Carmen Díez Salvatierra évoque son enfance andalouse, le rétrécissement des possibles et le départ.
L’histoire c’est le tapis et en dessous on ne sait pas ce que c’est ; c’est une non-histoire qui se déroule, ou alors l’histoire d’autre chose et on appelle ça de la littérature.
— Charles Pennequin
à la mémoire de rafael chirbes et de maría zambrano
nous avons grandi en banlieue, c’est-à-dire en dehors de tout centre, complètement décentrées, l’histoire des années 90 nous a donc imposé une attirance par les marges, côté est d’une métropole de province méditerranéenne, je suppose que quelque chose comme ça existe, dans son contexte. papa disait, à une époque, sûrement l’époque où nous avons commencé à parler de politique, je voudrais être enterré avec marx, bon, plus exactement il a dit, je voudrais être enterré avec carlos marx, à cette époque j’étais fière d’entendre mon père dire ça, mais depuis quelques années, une sorte de conformisme (historique, lui aussi) s’est emparé de lui, maintenant, c’est
c’est comme ça
et c’est tout.
malgré tout, c’est lui qui m’a appris à renoncer. il a renoncé à la voiture classée “ascension sociale”, à l’appartement à la plage. il aurait pu, nous aurions pu, il a renoncé. mon père. je suppose qu’il avait une espèce de honte de sa petite richesse, et qu’il trouvait obscène toute forme d’ostentation. j’imagine, aussi, que l’argent n’avait du sens pour lui que dans la mesure où il pouvait se partager. c’était donc son rôle de pater familias qui était en jeu, menacé comme il était, car entouré que de femmes.

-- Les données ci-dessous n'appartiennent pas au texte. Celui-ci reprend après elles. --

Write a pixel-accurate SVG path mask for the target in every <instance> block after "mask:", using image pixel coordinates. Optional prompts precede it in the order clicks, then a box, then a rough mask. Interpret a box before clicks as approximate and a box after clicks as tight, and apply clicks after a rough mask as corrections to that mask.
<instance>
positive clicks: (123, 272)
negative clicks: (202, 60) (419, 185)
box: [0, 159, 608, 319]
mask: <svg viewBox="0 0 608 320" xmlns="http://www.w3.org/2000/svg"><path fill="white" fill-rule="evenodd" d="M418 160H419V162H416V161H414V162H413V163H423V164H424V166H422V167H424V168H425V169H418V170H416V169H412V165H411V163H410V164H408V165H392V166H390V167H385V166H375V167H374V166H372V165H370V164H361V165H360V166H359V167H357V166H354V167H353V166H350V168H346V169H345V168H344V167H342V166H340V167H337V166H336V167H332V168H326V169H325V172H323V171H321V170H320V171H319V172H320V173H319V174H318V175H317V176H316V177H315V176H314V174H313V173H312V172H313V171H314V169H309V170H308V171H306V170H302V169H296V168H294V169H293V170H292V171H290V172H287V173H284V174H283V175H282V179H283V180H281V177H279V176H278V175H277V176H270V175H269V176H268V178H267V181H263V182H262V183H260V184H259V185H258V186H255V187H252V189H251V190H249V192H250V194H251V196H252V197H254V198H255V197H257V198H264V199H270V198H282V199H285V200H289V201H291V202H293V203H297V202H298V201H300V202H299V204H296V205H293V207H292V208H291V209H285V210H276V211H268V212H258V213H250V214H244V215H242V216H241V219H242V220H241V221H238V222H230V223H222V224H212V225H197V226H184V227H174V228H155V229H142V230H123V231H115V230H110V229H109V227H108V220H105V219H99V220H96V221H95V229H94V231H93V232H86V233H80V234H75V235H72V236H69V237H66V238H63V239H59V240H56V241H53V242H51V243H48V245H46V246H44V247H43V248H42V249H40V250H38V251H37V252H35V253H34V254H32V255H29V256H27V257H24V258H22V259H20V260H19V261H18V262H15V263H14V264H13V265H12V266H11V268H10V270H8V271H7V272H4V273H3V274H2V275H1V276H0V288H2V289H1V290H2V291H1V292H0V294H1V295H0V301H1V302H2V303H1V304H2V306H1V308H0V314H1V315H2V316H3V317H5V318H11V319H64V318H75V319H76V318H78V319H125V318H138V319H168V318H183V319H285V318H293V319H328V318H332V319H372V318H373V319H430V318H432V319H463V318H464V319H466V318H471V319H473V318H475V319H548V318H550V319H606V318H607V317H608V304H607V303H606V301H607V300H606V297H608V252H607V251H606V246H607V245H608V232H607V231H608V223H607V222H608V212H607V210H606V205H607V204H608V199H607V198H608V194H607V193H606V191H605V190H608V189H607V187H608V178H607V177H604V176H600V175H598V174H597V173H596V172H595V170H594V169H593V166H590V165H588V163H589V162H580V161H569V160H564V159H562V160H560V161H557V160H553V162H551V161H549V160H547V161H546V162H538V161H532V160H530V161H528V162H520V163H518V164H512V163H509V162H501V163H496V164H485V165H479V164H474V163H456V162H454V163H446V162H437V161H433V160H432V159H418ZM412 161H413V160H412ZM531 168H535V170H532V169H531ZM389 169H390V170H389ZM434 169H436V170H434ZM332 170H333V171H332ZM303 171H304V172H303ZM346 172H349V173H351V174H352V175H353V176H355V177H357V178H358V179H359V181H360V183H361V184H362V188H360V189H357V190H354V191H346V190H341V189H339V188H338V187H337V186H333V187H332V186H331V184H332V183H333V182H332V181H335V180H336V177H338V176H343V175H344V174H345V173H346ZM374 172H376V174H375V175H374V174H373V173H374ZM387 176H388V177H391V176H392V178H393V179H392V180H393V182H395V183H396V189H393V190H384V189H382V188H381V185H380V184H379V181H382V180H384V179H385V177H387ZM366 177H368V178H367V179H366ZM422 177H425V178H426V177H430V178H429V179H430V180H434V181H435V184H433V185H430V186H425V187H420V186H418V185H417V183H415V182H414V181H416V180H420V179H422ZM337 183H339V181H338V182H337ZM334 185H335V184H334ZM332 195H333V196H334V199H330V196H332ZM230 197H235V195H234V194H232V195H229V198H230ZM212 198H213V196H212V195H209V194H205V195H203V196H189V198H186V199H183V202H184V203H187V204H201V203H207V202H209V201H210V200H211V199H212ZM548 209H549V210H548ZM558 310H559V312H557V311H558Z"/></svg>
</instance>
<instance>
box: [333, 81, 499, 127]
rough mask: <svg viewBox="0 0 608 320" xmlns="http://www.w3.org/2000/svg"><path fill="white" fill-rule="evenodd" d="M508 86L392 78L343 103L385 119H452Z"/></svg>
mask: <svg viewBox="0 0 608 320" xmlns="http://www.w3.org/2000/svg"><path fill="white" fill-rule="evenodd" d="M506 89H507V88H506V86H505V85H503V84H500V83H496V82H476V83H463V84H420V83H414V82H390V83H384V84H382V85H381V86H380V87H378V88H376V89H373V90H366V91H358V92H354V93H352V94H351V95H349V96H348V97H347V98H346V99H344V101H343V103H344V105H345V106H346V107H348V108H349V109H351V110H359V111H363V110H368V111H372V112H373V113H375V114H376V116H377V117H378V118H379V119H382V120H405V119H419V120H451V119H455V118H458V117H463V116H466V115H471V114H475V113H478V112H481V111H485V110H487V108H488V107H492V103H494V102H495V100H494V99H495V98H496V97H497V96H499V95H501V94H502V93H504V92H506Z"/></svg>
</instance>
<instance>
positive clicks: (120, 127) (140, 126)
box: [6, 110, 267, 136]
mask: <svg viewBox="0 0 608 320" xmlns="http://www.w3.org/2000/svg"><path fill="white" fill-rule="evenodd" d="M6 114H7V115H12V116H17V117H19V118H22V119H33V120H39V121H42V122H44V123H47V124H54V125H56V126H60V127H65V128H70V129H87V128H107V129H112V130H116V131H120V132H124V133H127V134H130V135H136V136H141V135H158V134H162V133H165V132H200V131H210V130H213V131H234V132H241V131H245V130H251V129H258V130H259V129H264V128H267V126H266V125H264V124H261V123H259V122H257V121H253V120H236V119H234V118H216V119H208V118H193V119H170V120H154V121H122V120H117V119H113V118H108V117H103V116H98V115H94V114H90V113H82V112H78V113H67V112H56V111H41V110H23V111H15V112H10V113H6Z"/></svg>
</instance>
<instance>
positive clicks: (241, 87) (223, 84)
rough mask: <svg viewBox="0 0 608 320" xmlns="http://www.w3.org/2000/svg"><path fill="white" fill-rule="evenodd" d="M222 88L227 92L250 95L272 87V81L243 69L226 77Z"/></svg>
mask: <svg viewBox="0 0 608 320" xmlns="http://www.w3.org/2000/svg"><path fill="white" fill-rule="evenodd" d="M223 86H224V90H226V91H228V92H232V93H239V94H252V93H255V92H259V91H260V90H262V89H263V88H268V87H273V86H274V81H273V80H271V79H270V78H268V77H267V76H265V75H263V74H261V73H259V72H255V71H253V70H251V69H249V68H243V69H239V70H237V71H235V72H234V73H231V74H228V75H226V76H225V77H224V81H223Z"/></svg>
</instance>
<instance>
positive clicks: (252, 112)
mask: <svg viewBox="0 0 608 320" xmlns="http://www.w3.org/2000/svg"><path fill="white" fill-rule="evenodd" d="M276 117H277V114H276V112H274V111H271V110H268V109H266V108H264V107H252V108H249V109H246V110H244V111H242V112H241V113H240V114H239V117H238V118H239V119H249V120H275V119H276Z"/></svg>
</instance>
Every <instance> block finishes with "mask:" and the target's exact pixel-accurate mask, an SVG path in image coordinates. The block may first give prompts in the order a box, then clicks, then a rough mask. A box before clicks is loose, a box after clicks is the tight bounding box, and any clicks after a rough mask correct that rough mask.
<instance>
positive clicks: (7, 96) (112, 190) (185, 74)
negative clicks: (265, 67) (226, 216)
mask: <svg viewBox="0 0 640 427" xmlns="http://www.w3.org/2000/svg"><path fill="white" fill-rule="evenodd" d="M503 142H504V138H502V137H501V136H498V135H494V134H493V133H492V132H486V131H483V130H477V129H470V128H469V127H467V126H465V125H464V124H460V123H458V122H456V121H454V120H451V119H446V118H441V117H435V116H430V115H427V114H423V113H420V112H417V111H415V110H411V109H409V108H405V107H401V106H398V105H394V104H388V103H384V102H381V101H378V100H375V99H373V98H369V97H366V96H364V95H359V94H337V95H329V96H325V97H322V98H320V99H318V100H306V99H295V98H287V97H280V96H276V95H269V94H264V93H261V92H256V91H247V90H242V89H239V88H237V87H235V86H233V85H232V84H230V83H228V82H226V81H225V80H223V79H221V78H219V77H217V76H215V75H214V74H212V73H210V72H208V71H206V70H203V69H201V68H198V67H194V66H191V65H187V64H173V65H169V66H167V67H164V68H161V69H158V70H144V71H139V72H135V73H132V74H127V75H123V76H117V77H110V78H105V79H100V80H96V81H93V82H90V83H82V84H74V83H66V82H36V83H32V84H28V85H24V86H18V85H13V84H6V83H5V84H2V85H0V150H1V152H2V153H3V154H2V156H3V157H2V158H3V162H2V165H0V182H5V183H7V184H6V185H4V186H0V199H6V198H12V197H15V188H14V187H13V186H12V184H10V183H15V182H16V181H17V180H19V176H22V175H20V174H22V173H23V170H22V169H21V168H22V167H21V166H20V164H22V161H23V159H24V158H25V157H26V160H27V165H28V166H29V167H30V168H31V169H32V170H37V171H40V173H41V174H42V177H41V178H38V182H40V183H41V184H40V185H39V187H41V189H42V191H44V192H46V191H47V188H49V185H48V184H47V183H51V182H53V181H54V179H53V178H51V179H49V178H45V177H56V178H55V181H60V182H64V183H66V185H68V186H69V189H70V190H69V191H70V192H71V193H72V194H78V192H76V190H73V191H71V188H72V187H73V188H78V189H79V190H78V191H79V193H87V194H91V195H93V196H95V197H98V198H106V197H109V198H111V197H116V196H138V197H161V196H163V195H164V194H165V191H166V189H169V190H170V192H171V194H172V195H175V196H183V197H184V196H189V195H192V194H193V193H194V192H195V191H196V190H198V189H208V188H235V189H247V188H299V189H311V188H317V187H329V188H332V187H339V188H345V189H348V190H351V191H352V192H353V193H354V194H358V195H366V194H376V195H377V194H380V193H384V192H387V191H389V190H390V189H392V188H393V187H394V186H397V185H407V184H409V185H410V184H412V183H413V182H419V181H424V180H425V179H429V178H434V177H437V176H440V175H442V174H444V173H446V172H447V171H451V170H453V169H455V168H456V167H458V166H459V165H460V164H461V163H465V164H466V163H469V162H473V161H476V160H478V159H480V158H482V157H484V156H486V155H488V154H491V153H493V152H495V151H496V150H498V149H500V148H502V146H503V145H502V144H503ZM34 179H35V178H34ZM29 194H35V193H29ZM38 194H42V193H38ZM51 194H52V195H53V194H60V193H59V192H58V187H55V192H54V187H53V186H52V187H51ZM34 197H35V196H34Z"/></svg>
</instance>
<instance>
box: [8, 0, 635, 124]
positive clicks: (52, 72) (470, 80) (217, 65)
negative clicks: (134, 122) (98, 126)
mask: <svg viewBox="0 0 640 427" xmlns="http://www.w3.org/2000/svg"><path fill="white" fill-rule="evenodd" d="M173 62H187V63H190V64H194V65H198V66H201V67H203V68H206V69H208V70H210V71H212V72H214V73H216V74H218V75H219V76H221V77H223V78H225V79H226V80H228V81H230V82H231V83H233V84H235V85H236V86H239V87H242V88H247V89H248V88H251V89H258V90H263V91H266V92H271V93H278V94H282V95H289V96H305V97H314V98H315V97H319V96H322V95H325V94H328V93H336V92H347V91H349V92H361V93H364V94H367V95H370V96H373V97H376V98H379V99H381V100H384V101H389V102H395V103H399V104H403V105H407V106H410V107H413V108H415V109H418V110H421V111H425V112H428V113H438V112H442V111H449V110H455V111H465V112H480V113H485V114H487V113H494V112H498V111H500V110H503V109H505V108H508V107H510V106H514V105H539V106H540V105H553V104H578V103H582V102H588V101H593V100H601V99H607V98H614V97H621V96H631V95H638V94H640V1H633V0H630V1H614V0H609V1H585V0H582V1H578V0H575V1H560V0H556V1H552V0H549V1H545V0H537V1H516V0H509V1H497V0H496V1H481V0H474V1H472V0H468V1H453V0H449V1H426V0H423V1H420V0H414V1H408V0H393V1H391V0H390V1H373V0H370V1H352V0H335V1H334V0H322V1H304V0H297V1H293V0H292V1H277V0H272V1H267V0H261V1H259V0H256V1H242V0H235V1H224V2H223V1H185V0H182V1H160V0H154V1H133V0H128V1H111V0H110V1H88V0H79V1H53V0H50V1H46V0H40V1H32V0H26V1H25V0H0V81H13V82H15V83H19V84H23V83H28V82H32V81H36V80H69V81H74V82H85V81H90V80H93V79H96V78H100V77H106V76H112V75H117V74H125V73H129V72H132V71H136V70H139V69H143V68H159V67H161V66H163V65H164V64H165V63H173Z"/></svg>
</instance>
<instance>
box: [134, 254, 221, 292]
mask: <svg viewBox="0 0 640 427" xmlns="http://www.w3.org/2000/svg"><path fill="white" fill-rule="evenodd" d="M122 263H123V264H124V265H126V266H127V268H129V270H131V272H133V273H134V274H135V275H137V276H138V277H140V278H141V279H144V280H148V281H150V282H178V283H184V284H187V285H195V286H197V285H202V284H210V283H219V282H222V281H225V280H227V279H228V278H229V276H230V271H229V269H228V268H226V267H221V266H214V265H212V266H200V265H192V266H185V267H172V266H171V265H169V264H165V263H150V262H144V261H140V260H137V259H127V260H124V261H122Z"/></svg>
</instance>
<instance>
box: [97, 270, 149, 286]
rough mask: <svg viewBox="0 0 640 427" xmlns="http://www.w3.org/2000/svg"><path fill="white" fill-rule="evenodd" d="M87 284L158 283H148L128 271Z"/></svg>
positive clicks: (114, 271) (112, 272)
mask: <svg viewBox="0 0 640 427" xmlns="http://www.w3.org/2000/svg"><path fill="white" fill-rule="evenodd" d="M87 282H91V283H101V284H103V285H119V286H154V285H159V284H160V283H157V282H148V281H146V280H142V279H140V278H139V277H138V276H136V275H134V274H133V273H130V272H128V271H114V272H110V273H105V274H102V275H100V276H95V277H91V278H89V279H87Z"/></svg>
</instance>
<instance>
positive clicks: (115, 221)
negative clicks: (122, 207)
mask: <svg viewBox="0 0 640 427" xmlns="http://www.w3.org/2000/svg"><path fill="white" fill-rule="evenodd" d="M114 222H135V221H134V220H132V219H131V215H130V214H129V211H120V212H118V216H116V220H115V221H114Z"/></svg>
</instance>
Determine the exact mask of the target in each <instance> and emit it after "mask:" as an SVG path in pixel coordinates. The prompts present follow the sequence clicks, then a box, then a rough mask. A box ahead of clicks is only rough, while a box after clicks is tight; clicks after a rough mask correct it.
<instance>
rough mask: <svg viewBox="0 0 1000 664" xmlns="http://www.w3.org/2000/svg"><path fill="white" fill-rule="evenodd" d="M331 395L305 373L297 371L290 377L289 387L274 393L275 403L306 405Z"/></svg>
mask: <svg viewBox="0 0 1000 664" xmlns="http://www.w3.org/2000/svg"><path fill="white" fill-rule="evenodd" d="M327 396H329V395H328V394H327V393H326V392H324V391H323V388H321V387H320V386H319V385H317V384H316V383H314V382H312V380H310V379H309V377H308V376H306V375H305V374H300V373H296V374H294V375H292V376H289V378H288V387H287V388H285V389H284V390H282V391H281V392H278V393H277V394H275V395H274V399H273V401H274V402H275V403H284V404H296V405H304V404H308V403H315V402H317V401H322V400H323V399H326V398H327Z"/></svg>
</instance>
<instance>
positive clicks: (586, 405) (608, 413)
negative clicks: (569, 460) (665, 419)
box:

nous avons renoncé. je pense au concept de renoncement comme la seule sortie possible, malgré son caractère circonstanciel, son impossibilité même, de sortir, de s’extraire. le renoncement comme l’une des formes concevables de la protection. nous sommes nombreuxes à choisir le chemin du renoncement. rafael chirbes, écrivain espagnol, a aussi renoncé. dans un entretien chez des mots de minuit, il rigole tout en parlant de pessimisme ; le journaliste semble étonné d’une telle possibilité. c’est la tragicomédie méditerranéenne, incompréhensible dans sa gestion de la souffrance. maría zambrano, philosophe espagnole, a renoncé, elle aussi. elle a renoncé à l’espagne, ou plutôt, l’espagne a renoncé à elle. l’espagne est comme ça.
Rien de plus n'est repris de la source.